Postgraduates probe earth's early history in the Makhonjwa Mountains
Africa InTouch News recently spoke to four geoscience postgraduate students who visited Barberton and surrounds. Julien Alleon (French); Masafumi Saitoh (Japanese); Andreas Ƶametƶer (German) and Deon Janse van Rensburg (South African), study - and is involved in research at the University of Lausanne, Switzerland, and Jena University, Germany, respectively. The purpose of their two-week excursion to the region was to pursue studies of the early history of our planet, recorded in the famous ancient rocks of the Barberton Makhonjwa Mountains.
Africa InTouch News had an impromptu meeting with the men at the home of Astrid Christianson, marketing director of Barberton Tourism. Christianson said it was an absolute joy to interact with the students and requested that they spread the word about the Barberton Makhonjwa Mountains World Heritage Site.
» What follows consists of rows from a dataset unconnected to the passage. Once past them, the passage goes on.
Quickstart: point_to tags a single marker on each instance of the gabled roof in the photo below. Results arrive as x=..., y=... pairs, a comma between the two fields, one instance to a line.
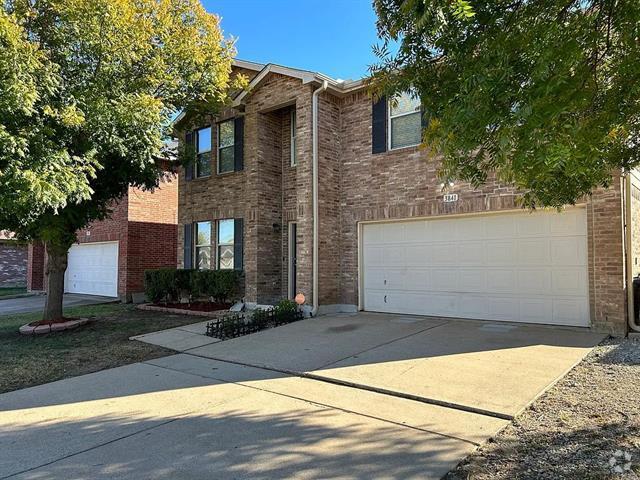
x=336, y=86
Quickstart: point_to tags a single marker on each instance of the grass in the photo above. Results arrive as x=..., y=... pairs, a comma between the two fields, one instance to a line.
x=6, y=291
x=102, y=343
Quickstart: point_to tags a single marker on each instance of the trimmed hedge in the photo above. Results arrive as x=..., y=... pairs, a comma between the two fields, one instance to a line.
x=169, y=284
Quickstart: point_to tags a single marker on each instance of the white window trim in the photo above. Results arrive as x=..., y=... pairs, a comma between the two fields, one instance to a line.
x=292, y=132
x=212, y=245
x=389, y=118
x=219, y=148
x=196, y=169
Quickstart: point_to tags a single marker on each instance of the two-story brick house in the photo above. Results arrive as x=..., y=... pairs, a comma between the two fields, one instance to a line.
x=390, y=236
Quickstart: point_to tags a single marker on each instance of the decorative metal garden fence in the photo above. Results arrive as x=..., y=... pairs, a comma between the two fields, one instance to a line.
x=235, y=325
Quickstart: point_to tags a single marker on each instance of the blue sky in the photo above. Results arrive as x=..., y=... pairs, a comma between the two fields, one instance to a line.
x=331, y=36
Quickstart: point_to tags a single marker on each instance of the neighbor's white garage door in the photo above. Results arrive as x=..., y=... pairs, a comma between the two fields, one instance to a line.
x=517, y=267
x=93, y=269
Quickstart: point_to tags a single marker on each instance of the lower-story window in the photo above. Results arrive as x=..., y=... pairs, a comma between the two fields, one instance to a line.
x=217, y=244
x=225, y=243
x=203, y=243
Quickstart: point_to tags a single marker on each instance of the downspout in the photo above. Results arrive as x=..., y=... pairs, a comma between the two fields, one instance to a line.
x=314, y=181
x=628, y=254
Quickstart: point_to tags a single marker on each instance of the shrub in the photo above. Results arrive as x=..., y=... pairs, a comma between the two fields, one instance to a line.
x=285, y=310
x=160, y=285
x=168, y=283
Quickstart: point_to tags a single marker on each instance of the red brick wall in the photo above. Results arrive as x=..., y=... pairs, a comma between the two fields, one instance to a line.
x=35, y=267
x=13, y=263
x=152, y=232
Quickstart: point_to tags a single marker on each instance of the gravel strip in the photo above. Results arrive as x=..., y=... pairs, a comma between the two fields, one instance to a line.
x=586, y=427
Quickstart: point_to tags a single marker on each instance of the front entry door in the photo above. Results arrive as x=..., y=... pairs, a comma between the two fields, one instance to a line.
x=293, y=259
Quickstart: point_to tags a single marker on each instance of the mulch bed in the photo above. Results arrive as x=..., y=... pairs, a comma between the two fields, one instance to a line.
x=195, y=306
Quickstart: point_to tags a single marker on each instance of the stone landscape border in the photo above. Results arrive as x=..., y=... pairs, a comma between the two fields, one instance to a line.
x=52, y=327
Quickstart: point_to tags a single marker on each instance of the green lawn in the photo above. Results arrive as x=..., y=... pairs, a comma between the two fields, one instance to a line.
x=6, y=291
x=103, y=343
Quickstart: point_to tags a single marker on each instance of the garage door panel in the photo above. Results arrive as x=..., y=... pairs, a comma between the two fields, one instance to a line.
x=568, y=311
x=472, y=280
x=532, y=225
x=419, y=255
x=418, y=279
x=500, y=252
x=533, y=251
x=471, y=253
x=570, y=251
x=500, y=226
x=92, y=268
x=570, y=222
x=444, y=280
x=471, y=229
x=373, y=256
x=501, y=280
x=443, y=253
x=393, y=255
x=413, y=230
x=536, y=310
x=569, y=281
x=534, y=281
x=514, y=267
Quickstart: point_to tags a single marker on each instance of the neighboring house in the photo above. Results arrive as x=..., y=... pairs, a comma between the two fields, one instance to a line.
x=391, y=237
x=13, y=261
x=111, y=255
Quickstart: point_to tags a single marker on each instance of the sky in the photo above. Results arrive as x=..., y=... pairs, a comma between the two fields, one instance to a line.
x=333, y=37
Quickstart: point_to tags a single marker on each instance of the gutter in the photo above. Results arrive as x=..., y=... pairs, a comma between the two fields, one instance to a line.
x=631, y=319
x=314, y=176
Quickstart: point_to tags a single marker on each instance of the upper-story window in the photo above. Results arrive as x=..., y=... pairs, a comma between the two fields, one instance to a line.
x=405, y=121
x=294, y=161
x=226, y=135
x=203, y=152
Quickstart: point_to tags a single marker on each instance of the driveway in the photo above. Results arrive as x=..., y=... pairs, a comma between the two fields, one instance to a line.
x=362, y=396
x=36, y=302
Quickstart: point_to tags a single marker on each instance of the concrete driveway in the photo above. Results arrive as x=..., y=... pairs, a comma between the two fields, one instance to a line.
x=36, y=302
x=363, y=396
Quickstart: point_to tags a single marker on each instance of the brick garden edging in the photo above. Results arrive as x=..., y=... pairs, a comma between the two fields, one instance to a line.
x=180, y=311
x=52, y=327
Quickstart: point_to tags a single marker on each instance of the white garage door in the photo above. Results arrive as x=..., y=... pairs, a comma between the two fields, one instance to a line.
x=517, y=267
x=93, y=269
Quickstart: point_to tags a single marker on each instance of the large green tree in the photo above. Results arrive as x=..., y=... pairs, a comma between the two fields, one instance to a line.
x=87, y=92
x=543, y=93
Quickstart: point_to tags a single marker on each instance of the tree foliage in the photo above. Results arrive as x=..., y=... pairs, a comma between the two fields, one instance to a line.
x=87, y=92
x=545, y=93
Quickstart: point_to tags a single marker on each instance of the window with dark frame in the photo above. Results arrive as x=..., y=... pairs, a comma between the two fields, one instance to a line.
x=203, y=243
x=226, y=229
x=226, y=146
x=203, y=152
x=405, y=121
x=216, y=246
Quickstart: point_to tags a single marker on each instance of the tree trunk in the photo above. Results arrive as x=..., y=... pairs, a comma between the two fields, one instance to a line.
x=56, y=266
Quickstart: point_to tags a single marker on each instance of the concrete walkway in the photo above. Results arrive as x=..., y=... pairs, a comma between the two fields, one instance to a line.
x=194, y=416
x=35, y=303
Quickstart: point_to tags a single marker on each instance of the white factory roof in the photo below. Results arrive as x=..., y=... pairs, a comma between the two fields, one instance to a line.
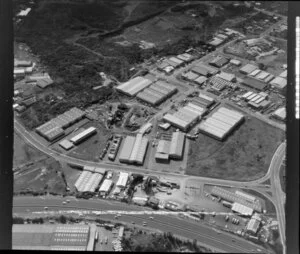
x=279, y=82
x=145, y=128
x=176, y=60
x=105, y=186
x=283, y=74
x=235, y=62
x=280, y=113
x=248, y=68
x=134, y=86
x=242, y=209
x=122, y=181
x=83, y=134
x=226, y=76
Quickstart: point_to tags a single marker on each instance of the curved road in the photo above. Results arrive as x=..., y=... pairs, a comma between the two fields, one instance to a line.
x=167, y=223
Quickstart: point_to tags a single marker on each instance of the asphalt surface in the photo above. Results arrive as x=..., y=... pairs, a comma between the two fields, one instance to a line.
x=166, y=223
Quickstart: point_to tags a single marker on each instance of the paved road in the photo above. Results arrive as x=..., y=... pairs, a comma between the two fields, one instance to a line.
x=169, y=223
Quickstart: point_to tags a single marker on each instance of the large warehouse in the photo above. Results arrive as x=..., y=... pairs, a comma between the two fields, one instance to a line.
x=221, y=123
x=83, y=135
x=89, y=180
x=134, y=149
x=157, y=93
x=185, y=117
x=55, y=127
x=177, y=145
x=53, y=237
x=134, y=86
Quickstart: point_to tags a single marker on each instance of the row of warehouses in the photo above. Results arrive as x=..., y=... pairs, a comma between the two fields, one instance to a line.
x=147, y=91
x=93, y=178
x=55, y=127
x=221, y=123
x=242, y=203
x=256, y=101
x=169, y=64
x=259, y=79
x=157, y=93
x=173, y=149
x=186, y=116
x=134, y=149
x=53, y=237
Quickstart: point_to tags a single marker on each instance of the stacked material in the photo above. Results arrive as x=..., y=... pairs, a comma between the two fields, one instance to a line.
x=177, y=145
x=185, y=117
x=157, y=93
x=134, y=86
x=221, y=123
x=134, y=149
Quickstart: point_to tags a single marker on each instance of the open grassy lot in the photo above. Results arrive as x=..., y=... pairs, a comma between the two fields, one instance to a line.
x=24, y=153
x=45, y=176
x=91, y=148
x=244, y=156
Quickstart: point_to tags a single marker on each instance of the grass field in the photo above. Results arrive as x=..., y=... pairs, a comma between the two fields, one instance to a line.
x=244, y=156
x=44, y=176
x=24, y=153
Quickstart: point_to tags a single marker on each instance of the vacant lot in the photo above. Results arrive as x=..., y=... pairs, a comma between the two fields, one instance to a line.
x=244, y=156
x=91, y=148
x=24, y=153
x=45, y=176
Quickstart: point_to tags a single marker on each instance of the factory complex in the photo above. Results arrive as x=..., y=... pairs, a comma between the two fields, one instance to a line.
x=134, y=149
x=186, y=116
x=53, y=237
x=221, y=123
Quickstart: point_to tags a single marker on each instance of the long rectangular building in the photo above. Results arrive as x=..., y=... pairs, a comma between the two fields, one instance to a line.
x=177, y=145
x=221, y=123
x=134, y=86
x=83, y=135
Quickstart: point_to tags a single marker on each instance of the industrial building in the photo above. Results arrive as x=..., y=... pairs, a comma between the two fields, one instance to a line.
x=234, y=198
x=157, y=93
x=226, y=76
x=66, y=144
x=219, y=61
x=185, y=117
x=89, y=179
x=53, y=237
x=134, y=149
x=254, y=83
x=248, y=68
x=162, y=151
x=122, y=181
x=134, y=86
x=279, y=83
x=204, y=70
x=83, y=135
x=105, y=187
x=177, y=145
x=221, y=123
x=54, y=128
x=280, y=114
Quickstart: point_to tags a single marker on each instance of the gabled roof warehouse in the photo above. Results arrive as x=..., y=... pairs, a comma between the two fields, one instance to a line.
x=126, y=149
x=177, y=145
x=221, y=123
x=83, y=135
x=134, y=86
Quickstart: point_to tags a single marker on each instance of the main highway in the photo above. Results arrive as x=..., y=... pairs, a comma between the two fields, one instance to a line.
x=166, y=223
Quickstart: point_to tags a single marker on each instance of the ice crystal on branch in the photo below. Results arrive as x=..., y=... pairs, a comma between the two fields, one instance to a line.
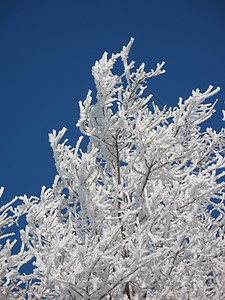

Veteran researcher of the Barberton Makhonjwa Mountains and supervisor to two of the students, Prof Dr Christoph Heubeck from Jena University, jokingly told this journalist the students were so busy that they “have not contacted their supervisor (referring to himself) in Germany since they had left for the airport”. He added, “Still, I have good contacts in Barberton and all around the region. When my students took a breath, I knew about it via email.”
Heubeck said he was not worried too much, as they are capable young men with initiative and well-defined objectives. “I am looking forward to hear their reports when they will be back at the university department."
Alleon, Saitoh, Ƶametƶer and Janse van Rensburg had filed research applications and carried permits by the MTPA. These permits coordinate all geological research in the Barberton Makhonjwa Mountains World Heritage Site, while a management structure of the latter has not yet been executed.
"It was a fortunate coincidence that my German students and the Swiss students had planned field work at the same time. Because they complement each other in their expertise, it made sense to coordinate their field work,” said Heubeck.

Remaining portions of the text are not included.